Der Bundesgerichtshof hat heute in gleich vier Verfahren bestätigt, dass die Audi AG im VW-Abgasskandal bei Fahrzeugen mit dem Dieselmotor EA 189 von VW direkt haftbar ist (BGH Urteile vom 25.11.2021 – BGH II ZR 238/20, BGH II 243/20, BGH II 257/20 und BGH II 38/21). „Dass VW sich im Abgasskandal mit dem EA 189 – Motor grundsätzlich schadenersatzpflichtig gemacht hat, hat der BGH schon im Mai 2020 entschieden. Durch die heutigen Entscheidungen des BGH steht nun fest, dass sich auch Audi nicht vor der Verantwortung drücken kann und Schadenersatz leisten muss“, sagt Rechtsanwalt Michael Staudenmayer aus Stuttgart.
Der VW-Abgasskandal um Fahrzeuge mit dem Motor EA 189 flog im Herbst 2015 auf. Allein in Deutschland waren nach Schätzungen fast 2,5 Millionen Fahrzeuge von den Abgasmanipulationen betroffen. Der Dieselmotor EA 189 wurde zwar von VW gebaut, aber auch in Fahrzeugen der Konzerntöchter Audi, Seat und Skoda verbaut.
Die Kläger in den vier Verfahren vor dem BGH verlangten wegen der Verwendung der unzulässigen Abschalteinrichtungen beim EA 189 - Motor Schadenersatz direkt von der VW-Tochter Audi.
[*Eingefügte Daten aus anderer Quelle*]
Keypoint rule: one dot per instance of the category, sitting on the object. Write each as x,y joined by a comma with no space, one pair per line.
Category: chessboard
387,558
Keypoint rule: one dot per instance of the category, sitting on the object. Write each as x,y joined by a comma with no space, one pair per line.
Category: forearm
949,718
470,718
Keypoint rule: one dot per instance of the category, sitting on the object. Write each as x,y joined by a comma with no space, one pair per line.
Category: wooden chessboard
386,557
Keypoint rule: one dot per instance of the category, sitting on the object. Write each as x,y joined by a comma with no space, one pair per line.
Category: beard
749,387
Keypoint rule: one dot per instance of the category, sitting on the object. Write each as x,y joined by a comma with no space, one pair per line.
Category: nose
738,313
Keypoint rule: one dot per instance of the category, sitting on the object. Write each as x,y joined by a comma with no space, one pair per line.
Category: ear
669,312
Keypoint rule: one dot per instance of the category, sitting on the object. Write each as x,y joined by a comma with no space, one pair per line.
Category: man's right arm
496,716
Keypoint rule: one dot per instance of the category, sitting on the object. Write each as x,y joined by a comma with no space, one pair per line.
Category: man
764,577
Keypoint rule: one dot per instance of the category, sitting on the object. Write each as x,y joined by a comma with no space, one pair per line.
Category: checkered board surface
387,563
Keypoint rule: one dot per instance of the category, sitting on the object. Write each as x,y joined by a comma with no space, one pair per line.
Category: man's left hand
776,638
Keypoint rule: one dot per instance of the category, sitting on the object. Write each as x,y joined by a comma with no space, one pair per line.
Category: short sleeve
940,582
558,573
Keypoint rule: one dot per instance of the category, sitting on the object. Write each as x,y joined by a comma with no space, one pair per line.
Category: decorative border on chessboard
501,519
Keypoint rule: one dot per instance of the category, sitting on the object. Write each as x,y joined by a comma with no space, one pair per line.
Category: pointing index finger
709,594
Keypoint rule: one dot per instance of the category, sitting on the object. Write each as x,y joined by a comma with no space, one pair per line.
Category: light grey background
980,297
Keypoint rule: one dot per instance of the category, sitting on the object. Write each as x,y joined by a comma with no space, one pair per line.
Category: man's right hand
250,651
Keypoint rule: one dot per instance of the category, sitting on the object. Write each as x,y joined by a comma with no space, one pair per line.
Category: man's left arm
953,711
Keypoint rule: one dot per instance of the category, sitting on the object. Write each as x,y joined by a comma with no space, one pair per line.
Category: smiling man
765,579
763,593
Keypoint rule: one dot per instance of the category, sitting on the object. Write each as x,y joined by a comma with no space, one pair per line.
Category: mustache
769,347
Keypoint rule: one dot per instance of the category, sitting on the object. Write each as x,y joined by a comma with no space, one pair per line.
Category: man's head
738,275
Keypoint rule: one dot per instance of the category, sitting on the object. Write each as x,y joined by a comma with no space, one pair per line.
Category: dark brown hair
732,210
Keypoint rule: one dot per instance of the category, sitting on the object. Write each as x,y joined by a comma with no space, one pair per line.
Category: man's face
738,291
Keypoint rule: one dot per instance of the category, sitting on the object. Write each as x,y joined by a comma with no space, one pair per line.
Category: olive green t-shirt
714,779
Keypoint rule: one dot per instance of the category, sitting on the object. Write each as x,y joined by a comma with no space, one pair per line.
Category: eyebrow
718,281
In dem Verfahren zum Aktenzeichen VII ZR 38/21 hatte der Kläger einen Audi A4 2.0 Liter TDI als Neufahrzeug erworben, in den drei anderen Fällen ging es um einen Audi Q5, Audi A3 und Audi A5, die die Kläger im Jahr 2014 als Gebrauchtwagen gekauft hatten. In allen vier Fahrzeugen ist der Motor EA 189 mit der unzulässigen Abschalteinrichtung verbaut.
Die Kläger haben aufgrund der Abgasmanipulationen Schadenersatzansprüche gegen die Audi AG geltend gemacht und hatten in den Vorinstanzen überwiegend Erfolg. Das OLG München hatte als Berufungsgericht in allen vier Fällen im Wesentlichen ausgeführt, dass die Kläger einen Schadenersatzanspruch wegen vorsätzlicher sittenwidriger Schädigung gemäß § 826 BGB gegen die Audi AG haben.
Auch wenn Audi den Motor EA 189 nicht selbst gebaut habe, so habe der Autobauer doch Fahrzeuge mit diesem Motor und damit mit einer unzulässigen Abschalteinrichtung in den Verkehr gebracht. Audi hafte daher im Kern wegen eigenem deliktischen Verhalten.
Audi habe aufgrund einer strategischen Unternehmensentscheidung die Fahrzeuge mit der illegalen Abschalteinrichtung in den Verkehr gebracht, und so die Zulassungsbehörde und die Kunden arglistig getäuscht, so das OLG München. Als Herstellerin der Fahrzeuge sei sie für alle Belange des Typengenehmigungsverfahrens verantwortlich, daher müsse Audi auch eigenständig den Motor auf seine Gesetzmäßigkeit überprüfen.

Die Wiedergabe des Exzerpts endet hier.